Subquadratic unveiled its new model, named SubQ, which the company asserts is faster, cheaper, and requires significantly less energy compared to existing models. The startup claims SubQ can process up to 12 times more text simultaneously than most models, enabling it to tackle data-intensive tasks such as analyzing hundreds of documents or entire codebases.
SubQ's Performance Compared to Leading Models
According to Subquadratic, SubQ performs on par with leading models from Google DeepMind, OpenAI, and Anthropic in key areas like coding. Despite this, the company initially faced backlash due to a lack of substantial evidence beyond self-published test scores. As skepticism grew, industry experts began to question the validity of Subquadratic's claims.
After a month of scrutiny, Subquadratic released further details about SubQ, including results from independent tests conducted by the firm Appen. “We expected healthy skepticism,” said Alex Whedon, cofounder and CTO of Subquadratic. “In hindsight, releasing the third-party benchmarks alongside the initial announcement would have preempted much of the skepticism.”
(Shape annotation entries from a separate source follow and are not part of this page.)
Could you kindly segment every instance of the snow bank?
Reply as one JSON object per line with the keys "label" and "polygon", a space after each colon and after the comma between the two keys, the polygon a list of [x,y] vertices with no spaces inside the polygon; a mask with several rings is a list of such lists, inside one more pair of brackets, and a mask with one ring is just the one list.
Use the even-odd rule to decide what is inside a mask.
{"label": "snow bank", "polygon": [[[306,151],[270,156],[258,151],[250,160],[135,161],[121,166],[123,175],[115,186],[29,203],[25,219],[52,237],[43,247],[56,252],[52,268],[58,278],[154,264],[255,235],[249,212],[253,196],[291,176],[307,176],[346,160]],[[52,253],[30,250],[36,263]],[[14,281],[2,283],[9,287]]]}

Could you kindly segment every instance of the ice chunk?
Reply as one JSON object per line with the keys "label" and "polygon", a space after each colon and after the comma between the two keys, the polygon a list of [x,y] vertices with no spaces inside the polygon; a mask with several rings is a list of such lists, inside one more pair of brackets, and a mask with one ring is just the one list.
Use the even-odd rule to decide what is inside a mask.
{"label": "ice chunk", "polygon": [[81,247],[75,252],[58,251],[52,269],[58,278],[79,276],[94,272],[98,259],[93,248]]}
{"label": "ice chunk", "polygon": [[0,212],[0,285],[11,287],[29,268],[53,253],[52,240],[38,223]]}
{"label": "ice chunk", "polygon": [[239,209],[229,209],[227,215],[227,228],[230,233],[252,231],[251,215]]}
Independent Validation of SubQ's Claims
Appen's evaluation provided a more comprehensive look at SubQ's capabilities, validating many of Subquadratic's assertions. Jeanine Sinanan-Singh, Appen’s director of generative AI research, expressed excitement over the results, stating, “That was really exciting to me; it validated their architecture.” She added that while SubQ may not completely replace existing top models, it could significantly enhance speed and reduce costs for specific tasks.